Probably my least favourite Arachne ever. The cluing just wasn’t as precise as usual.
Several gripes which have all been mentioned. The top two being PASS (never heard of this with “on” or “away” (although it is in the SOED) and POOR supposingly sounding like POUR. (Not true I imagine for at least half the UK. In fact so far apart in my neck of the woods that I failed to get this!)
Thanks to Flashlng and Arachne
A curious mix of wonderful (20, 22, 26, 25D) and pour, sorry, poor clues (13D & 6D were both very stretched). My wife’s from Crosby, so I got the reference immediately and laughed out loud when I realised the answer.
Surprised at the troubles with 19A and 20, which I thought perfectly fair, indeed 19A was my first answer.
@hedgehoggy, whenever
I’ve been trying to think to think about the value of your contributions and I think I have a good analogy. There are two kinds of film critic – those who take directors on their own merits and those who try to impose absolute standards across all films. In the US, Siskel and Ebert, both sadly passed, were fantastic at the former – they could engage a new wave movie on its own terms, or a blockbuster or a Tarkovsky. They asked, what was the film trying to do and did it do it well.

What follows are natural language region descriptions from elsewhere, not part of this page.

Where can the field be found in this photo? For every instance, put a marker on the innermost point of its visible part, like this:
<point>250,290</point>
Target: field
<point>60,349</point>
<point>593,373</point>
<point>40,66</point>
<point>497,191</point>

The other genre (more Janet Maslin in the NY Times for the Americans amongst us) had absolute standards, the reviews got pretty boring, coz they always just tried to make every film conform to their predilections. For me, Arachne is a Tarantino or a Coen brothers – of course she doesn’t follow Aristotelean unities (http://en.wikipedia.org/wiki/Classical_unities); Auraucaria was a Kubrick. Your remarks *are* prickly, as per your name, but I’d encourage you to make them fun as well.
geof @ 52
Firstly I would take you to task for comparing Arachne to soemebody as crass as Tarantino. Arachne is fairly conservative/Ximenean in her setting. She is “different” in that she is very good.
Secondly I think your comparison of comments on this board with film reviews is a little off the mark. As hedgehoggy (and myself) has often said his comments are his honest private reaction to a puzzle. A film review is something much more global. A reviewer’s comments are part of the industries reaction to a particular piece of work.
Third, I would take your own advice to hedgehoggy. (Try and take posters on here on their own merit and engage with the comments on their own terms. 😉 )
So kind Brendan, a balanced response on 15/2!
Also, I do solve Times puzzles. The standard is very high, but you should see the posts TFTT! Some are vicious, I should say.
😀
hedgehoggy @54
I never said you weren’t entitled to your opinion, and most of the time I can guess what that will be by now. All I was saying is that my views (as a Guardian solver for many years who only occasionally dabbles in crosswords in other papers) tend to be different. I don’t understand what is “horrible”, or unbalanced about that. I can’t help being reminded of the pot and the kettle…
I liked Paul B’s comment @46
Great stuff, but MEDIAN is not the same as AVERAGE (23d).
@shackleram Although in everyday speech median might be regarded as different from average, basic statistics books generally introduce the median as one of three kinds of average, the others being mode and mean. So for me, that’s fine.